Using the Amazon book review corpus, we can train the model, and see what results we end up with. Starting by defining some functions for loading and processing the data.
import spacy
import numpy as np
from collections import Counter
def load_corpus(d_data, encoding, p_docs=1):
'''
Args:
d_data: string with location to the .txt file
.txt: file where each line is a document
encoding: string with encoding of .txt file
p_docs: float, percentage of documents collected
Returns:
content: list of strings, each string is a document
'''
f = open(d_data, 'r', encoding=encoding)
# Read content line by line
if f.mode == 'r':
content = f.readlines()
# Subset of documents
if p_docs != 1:
n_docs = int(len(content) * p_docs)
content = content[0:n_docs]
return content
def pre_process(corpus):
'''
Args:
corpus: list of strings, each string it one document
Returns:
processed_corpus: list of lists
'''
# Load model. Installed w/ 'python -m spacy download en_core_web_sm'.
nlp = spacy.load('en_core_web_sm')
# Simple pre processing
processed_corpus = corpus
for i in range(len(corpus)):
doc = corpus[i]
doc = nlp(doc)
doc = [token.lemma_ for token in doc if not token.is_stop and
token.text.isalpha() and not token.is_punct]
processed_corpus[i] = doc
return processed_corpus
def create_vocab(corpus):
'''
Args:
corpus: list of lists
Returns:
vocab_key: dictionary, dict[0]='ability' and dict['ability']=0
vocab: sorted list of all token
n: int, length of vocab
'''
flat_corpus = [token for doc in corpus for token in doc]

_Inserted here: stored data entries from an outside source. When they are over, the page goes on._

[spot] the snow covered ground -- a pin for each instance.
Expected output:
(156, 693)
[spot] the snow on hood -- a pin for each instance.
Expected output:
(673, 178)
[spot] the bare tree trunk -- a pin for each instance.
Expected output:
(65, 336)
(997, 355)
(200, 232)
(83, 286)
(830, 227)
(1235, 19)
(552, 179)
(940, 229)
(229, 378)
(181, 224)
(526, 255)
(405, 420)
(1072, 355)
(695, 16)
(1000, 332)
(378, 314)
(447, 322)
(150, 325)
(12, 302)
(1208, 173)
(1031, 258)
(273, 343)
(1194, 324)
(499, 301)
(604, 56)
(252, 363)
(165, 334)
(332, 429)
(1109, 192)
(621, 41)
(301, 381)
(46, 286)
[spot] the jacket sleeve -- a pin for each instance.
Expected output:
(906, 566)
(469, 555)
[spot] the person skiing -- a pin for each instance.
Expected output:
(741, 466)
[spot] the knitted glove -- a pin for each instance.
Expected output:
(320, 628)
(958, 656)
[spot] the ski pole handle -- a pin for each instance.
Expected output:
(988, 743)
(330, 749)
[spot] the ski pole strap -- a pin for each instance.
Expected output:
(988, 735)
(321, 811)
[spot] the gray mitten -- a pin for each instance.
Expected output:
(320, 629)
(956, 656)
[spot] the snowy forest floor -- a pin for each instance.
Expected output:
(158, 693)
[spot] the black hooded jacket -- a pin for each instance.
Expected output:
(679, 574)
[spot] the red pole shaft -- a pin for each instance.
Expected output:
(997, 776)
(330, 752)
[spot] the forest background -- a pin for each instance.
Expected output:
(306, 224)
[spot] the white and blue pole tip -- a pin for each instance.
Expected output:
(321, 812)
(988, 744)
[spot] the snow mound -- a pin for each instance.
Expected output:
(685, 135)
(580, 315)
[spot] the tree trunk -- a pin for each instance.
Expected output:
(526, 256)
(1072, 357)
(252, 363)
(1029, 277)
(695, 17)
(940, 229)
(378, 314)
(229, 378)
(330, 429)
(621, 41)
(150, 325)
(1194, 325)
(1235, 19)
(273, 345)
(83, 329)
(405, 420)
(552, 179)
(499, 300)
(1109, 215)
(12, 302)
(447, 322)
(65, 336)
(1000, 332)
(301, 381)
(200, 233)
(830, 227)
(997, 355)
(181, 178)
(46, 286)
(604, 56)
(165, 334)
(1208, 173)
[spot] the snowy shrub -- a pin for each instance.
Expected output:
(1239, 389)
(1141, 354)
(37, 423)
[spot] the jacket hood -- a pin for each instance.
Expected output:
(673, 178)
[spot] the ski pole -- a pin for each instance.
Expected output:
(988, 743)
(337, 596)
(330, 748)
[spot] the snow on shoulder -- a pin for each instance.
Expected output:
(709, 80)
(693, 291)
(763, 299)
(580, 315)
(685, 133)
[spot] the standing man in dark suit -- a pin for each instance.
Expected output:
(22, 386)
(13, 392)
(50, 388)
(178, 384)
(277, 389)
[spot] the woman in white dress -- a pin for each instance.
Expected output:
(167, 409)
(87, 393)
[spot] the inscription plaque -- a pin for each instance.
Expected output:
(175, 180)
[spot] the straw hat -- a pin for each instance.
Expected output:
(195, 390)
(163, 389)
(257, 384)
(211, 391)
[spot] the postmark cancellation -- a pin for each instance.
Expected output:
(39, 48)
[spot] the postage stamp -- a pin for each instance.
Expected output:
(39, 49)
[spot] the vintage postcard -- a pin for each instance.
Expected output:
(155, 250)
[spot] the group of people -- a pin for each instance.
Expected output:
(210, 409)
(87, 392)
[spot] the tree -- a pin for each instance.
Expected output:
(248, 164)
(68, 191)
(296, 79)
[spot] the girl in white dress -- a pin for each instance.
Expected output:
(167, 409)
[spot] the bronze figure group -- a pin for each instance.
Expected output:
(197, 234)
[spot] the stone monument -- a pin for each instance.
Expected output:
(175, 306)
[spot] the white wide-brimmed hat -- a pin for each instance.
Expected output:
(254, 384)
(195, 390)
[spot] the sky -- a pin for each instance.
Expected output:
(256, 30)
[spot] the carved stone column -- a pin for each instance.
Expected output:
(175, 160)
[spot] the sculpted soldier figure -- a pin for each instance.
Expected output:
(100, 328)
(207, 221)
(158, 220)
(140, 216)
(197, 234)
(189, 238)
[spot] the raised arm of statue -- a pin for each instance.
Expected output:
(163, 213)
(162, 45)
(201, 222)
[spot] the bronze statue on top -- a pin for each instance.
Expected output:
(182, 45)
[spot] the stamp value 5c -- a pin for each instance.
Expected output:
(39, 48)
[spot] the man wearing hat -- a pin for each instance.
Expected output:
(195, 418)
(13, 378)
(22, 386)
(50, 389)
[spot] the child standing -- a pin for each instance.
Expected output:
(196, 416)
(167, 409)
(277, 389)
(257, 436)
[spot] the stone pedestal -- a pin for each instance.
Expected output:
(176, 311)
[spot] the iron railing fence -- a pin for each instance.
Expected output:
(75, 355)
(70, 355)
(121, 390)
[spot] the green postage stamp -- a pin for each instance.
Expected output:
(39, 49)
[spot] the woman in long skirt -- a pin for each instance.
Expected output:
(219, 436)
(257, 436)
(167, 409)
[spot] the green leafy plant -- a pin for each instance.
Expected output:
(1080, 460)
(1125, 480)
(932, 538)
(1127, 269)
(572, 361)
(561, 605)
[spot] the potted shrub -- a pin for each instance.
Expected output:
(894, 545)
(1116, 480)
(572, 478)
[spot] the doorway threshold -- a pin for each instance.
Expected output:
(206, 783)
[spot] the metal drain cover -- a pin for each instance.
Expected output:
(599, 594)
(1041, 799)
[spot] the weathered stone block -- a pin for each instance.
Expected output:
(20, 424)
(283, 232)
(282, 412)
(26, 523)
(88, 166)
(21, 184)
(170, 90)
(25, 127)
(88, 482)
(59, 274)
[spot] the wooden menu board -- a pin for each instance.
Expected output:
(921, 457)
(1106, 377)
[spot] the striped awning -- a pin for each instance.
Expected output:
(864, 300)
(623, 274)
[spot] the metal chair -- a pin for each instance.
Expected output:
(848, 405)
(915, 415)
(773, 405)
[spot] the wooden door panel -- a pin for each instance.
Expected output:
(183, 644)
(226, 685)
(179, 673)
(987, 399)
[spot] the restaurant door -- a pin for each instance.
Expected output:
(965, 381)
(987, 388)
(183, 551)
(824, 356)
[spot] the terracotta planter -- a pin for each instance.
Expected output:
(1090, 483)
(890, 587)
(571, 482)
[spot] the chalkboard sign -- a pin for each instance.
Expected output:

vocab = list(set(flat_corpus))
vocab.sort()
n = len(vocab)
vocab_key = {}
for i in range(len(vocab)):
vocab_key[vocab[i]] = i
vocab_key[i] = vocab[i]
return vocab_key, vocab, n
def term_doc_matrix(corpus, vocab_key, n):
'''
Args:
corpus: list of lists
vocab_key: vocabulary dictionary
n: length of vocabulary
Returns:
M: numpy array, term-document matrix. DxV (D rows, V columns)
'''
m = len(corpus)
shape = (m, n) # each row is a document
M = np.zeros(shape)
for i in range(m):
counts = Counter(corpus[i])
for j in range(n):
M[i, j] = counts[vocab_key[j]]
return M
Running the main file, using a sub set of 280 documents,
import common
import lda
import numpy as np
import random
import time
# Set seed
random.seed(42)
# Load data
d_data = '/home/magnus/Projects/ml_for_nlp/data/books.txt'
encoding = 'latin1'
p_docs = 0.001
#p_docs = 0.1
corpus = common.load_corpus(d_data, encoding, p_docs)
# Pre process
corpus = common.pre_process(corpus)
vocab_key, vocab, n = common.create_vocab(corpus)
M = common.term_doc_matrix(corpus, vocab_key, n)
print(len(corpus))
# LDA parameters
K = 5
alpha = 0.1
beta = 0.01
iterations = 30
# Train LDA
start_time = time.time()
cwt, cdt, at = lda.count_matrices(M, K)
theta, phi = lda.lda_c_gibbs(M, K, alpha, beta, iterations)
end_time = time.time()
work_time = end_time - start_time
# Results
df = lda.extract_topics(phi, vocab_key, 10)
print('The job took ' + str(work_time) + 'seconds to complete.')
Topic 0:
book 0.055679
read 0.017042
like 0.013674
story 0.012287
good 0.010900
thing 0.010107
people 0.009513
recommend 0.009116
find 0.009116
reader 0.008126
Name: topic_0, dtype: float64
Topic 1:
book 0.052121
great 0.023055
read 0.017292
know 0.008772
love 0.008271
work 0.008271
chapter 0.007770
long 0.007520
give 0.007269
mr 0.007018
Name: topic_1, dtype: float64
Topic 2:
novel 0.017466
read 0.013342
write 0.013100
world 0.013100
time 0.012857
book 0.012615
think 0.010432
story 0.010189
page 0.009947
good 0.009947
Name: topic_2, dtype: float64
Topic 3:
school 0.012282
book 0.011384
child 0.011384
year 0.010785
new 0.010186
john 0.010186
high 0.008089
help 0.007790
know 0.007790
man 0.007490
Name: topic_3, dtype: float64
Topic 4:
book 0.019200
way 0.018000
life 0.014400
work 0.013501
woman 0.011401
experience 0.010501
love 0.009301
character 0.007502
horse 0.007502
human 0.007202
Name: topic_4, dtype: float64
The job took 111.38684487342834seconds to complete.
Regarding the resluts,
A better pre processing seem to have been benefitial, in which one, e.g., drops words that are common in all documents.
A larger part of the coprus would yield better results.
A serious attempt at uncovering the underlying topics would involve hyperparameter optimization.